Vicky Chow & Jane Antonia Cornish: Sierra
Cantaloupe Music

With three separate solo albums scheduled for release, 2022 is shaping up to be an especially productive year for Brooklyn-based pianist Vicky Chow. A fine complement to the recordings featuring music by Philip Glass (Piano Etudes Book 1) and Michael Gordon (July) is Sierra, a forty-four-minute collection of material by BAFTA award-winning composer Jane Antonia Cornish. While it presents five distinct pieces, all are world premiere recordings that could be mistaken for parts of a single work. Bolstering that impression, four are presented in arrangements for four or six multi-layered pianos, all performed, of course, by the Bang on a Can All-Stars pianist.

As often happens, the origin for the album derived from another art form, in this case a painting by Noah Buchanan called Symphony. When he approached Cornish to compose a piece of music to “paint into the work,” she responded with material that would, she hoped, “not only sound beautiful but look beautiful in the painting as well.” As would be expected from an album featuring multi-layered piano parts, Cornish's beguiling music is densely textured and its effect often hypnotic. A peaceful, introspective tone pervades the material too, such aspects perhaps attributable to the fact that it was conceived and composed during the early days of the pandemic when the pace of life slowed and the world folded in on itself. Sierra isn't, by the way, the first time composer and performer have worked together, as Chow played on Cornish's album Into Silence in 2017 and have collaborated steadily ever since.

Consistent with the music's panoramic sweep are titles such as Sky and Ocean. A sense of wonder develops as the layers accumulate in Sky, some sparkling and others rippling. Glimmerings of melody are present, but Cornish's focus here is primarily on generating texture through the careful layering of tones and patterns. In fact, with so many appearing simultaneously, the music takes on a shimmering quality that could be mistaken for the application of electronic treatments but is more likely a simple consequence of piano layering. It would be misleading to describe Sky as ambient music, yet there is a sense in which it has the capacity to ease the listener into a state of restful calm. Also scored for six pianos, Ocean ebbs and flows like the movements of cresting waves. In contrast to Sky, the music in Ocean repeatedly swells from near-silence into billowing masses of sound. Connecting the two pieces, however, is a common textural character that makes the music feel epic—even though intimate moments emerge too.

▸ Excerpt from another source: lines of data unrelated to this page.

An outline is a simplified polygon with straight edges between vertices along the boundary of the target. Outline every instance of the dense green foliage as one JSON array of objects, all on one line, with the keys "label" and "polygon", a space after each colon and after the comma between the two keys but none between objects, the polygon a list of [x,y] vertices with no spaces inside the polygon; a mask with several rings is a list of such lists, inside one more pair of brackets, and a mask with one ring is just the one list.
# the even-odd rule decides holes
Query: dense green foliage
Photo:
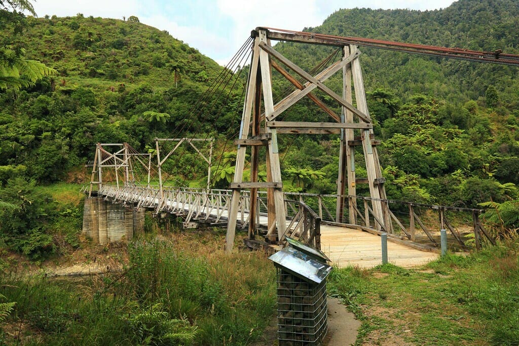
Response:
[{"label": "dense green foliage", "polygon": [[[14,16],[5,11],[2,15]],[[519,8],[510,0],[460,0],[434,11],[340,10],[308,30],[514,53],[519,51],[518,16]],[[11,212],[13,205],[15,210],[25,208],[19,205],[21,192],[11,195],[17,187],[24,181],[41,184],[66,179],[72,169],[93,158],[98,142],[127,142],[140,152],[153,153],[155,137],[210,136],[217,138],[217,155],[228,151],[242,105],[243,76],[232,91],[229,85],[203,100],[212,105],[211,111],[192,112],[203,103],[204,92],[222,68],[168,33],[138,19],[124,21],[80,14],[45,18],[19,14],[2,23],[3,39],[24,47],[25,58],[41,61],[59,73],[26,90],[0,90],[3,215]],[[23,34],[15,35],[19,29]],[[279,43],[276,48],[309,71],[330,52],[322,46],[298,44]],[[383,140],[378,151],[389,198],[471,207],[489,201],[507,206],[517,200],[516,68],[361,50],[374,130]],[[286,82],[277,73],[273,77],[275,96],[281,95]],[[338,78],[326,85],[340,94]],[[323,100],[339,112],[333,100]],[[282,117],[328,118],[307,99]],[[279,141],[287,191],[336,191],[336,136],[285,135]],[[182,150],[165,164],[165,170],[175,172],[172,181],[203,184],[205,164],[196,153]],[[364,160],[360,150],[358,163]],[[264,152],[260,155],[263,159]],[[232,179],[234,163],[226,157],[213,161],[216,187],[226,188]],[[261,168],[262,179],[266,170]],[[366,176],[362,166],[357,175]],[[31,184],[23,187],[32,188]],[[359,194],[368,192],[365,184],[357,188]],[[4,234],[13,234],[28,227],[27,234],[43,244],[49,238],[40,236],[45,234],[40,225],[34,225],[48,224],[53,211],[48,212],[45,202],[38,202],[44,198],[33,199],[25,209],[33,212],[27,220],[3,220],[0,226],[4,225]]]},{"label": "dense green foliage", "polygon": [[214,114],[188,117],[221,68],[167,33],[81,15],[24,20],[28,57],[59,76],[0,91],[0,165],[23,164],[25,176],[48,183],[93,158],[98,142],[143,152],[155,137],[226,128]]},{"label": "dense green foliage", "polygon": [[[516,2],[460,0],[434,11],[342,9],[307,30],[517,54],[518,22]],[[333,51],[291,43],[279,43],[276,49],[308,70]],[[378,151],[389,198],[470,207],[517,198],[515,187],[507,184],[519,182],[516,68],[360,49],[374,129],[383,140]],[[332,78],[326,84],[340,94],[340,83]],[[293,107],[285,118],[323,116],[304,114]],[[330,183],[319,182],[309,190],[333,192],[338,167],[333,140],[322,136],[321,145],[310,150],[304,139],[287,141],[286,171],[297,166],[323,170]],[[363,162],[358,154],[357,162]],[[357,171],[358,177],[362,174]]]}]

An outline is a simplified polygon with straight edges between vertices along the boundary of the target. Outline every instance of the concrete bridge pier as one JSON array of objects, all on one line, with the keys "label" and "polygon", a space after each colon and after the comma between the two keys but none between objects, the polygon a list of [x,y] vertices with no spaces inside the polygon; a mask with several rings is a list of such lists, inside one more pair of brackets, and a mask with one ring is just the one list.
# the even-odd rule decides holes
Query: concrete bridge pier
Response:
[{"label": "concrete bridge pier", "polygon": [[96,244],[129,240],[143,232],[144,210],[144,208],[135,210],[99,197],[87,197],[83,233]]}]

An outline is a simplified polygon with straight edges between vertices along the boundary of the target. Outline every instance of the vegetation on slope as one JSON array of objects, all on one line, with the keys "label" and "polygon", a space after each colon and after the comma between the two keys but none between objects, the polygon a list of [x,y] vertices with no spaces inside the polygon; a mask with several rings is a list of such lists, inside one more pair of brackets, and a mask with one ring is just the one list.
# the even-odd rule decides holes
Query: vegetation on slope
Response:
[{"label": "vegetation on slope", "polygon": [[157,235],[128,245],[121,272],[78,281],[3,270],[0,303],[16,304],[0,343],[233,345],[261,337],[275,309],[271,262],[224,254],[222,236],[211,232]]},{"label": "vegetation on slope", "polygon": [[356,344],[517,345],[516,240],[423,268],[332,272],[329,290],[362,321]]},{"label": "vegetation on slope", "polygon": [[[514,52],[517,12],[513,2],[490,6],[488,2],[472,0],[425,12],[341,10],[309,30]],[[482,16],[487,24],[477,21]],[[25,34],[16,36],[12,44],[25,47],[28,59],[39,60],[59,75],[44,78],[26,90],[0,90],[0,232],[11,248],[22,249],[8,240],[16,230],[24,228],[20,232],[27,236],[34,233],[46,242],[49,237],[40,234],[52,236],[42,226],[51,224],[53,217],[53,211],[46,211],[48,197],[19,192],[32,189],[30,181],[84,182],[68,175],[93,158],[96,142],[126,142],[140,152],[153,153],[155,137],[214,137],[218,139],[214,152],[222,156],[213,161],[221,166],[213,167],[213,182],[218,188],[228,186],[234,163],[233,153],[225,152],[231,142],[229,138],[237,131],[241,80],[236,90],[227,87],[223,95],[206,100],[218,111],[193,115],[189,110],[200,103],[222,69],[167,33],[134,18],[86,18],[80,14],[29,17],[23,23]],[[2,33],[14,37],[13,29],[7,25]],[[450,41],[442,41],[447,36]],[[308,70],[328,53],[308,45],[276,47]],[[495,204],[486,205],[496,210],[501,205],[516,210],[517,71],[501,65],[362,50],[374,129],[383,140],[379,153],[388,197],[472,207],[491,201]],[[274,77],[275,84],[281,85],[275,90],[279,94],[277,88],[283,84],[279,75]],[[340,92],[337,79],[327,84]],[[324,102],[338,112],[332,100],[325,98]],[[326,118],[308,100],[291,108],[284,116],[293,121]],[[288,191],[336,191],[336,136],[286,135],[279,139]],[[356,156],[356,162],[363,161],[360,152]],[[184,152],[165,169],[174,167],[177,181],[196,183],[207,172],[201,160],[194,163],[196,157]],[[362,167],[357,174],[366,176]],[[361,184],[358,191],[368,192]],[[29,202],[20,204],[20,201]],[[3,219],[12,212],[28,215],[29,220],[12,228],[16,220]],[[511,229],[516,225],[503,221]]]}]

At the album's centre, Sunglitter proves an apt choice of title for material that gently flickers like light scattered by trees and other natural phenomena. Whereas Last Light, the recording's sole single piano excursion, is understandably tranquil in mood and uncluttered in design, the fifteen-minute title track exudes a grandeur comparable to that of Sky and Ocean. In this case, however, the extended duration allows the swelling ripples to ascend with even greater deliberation and the elegiac turn that occurs during the final minutes to resound all the more powerfully. Sierra convincingly argues that in Chow Cornish has found her ideal collaborator. The pianist's poised realization of these five pieces shows her sensibility clearly aligning with the composer's in poetic meditations that quietly dazzle the senses and engage the intellect.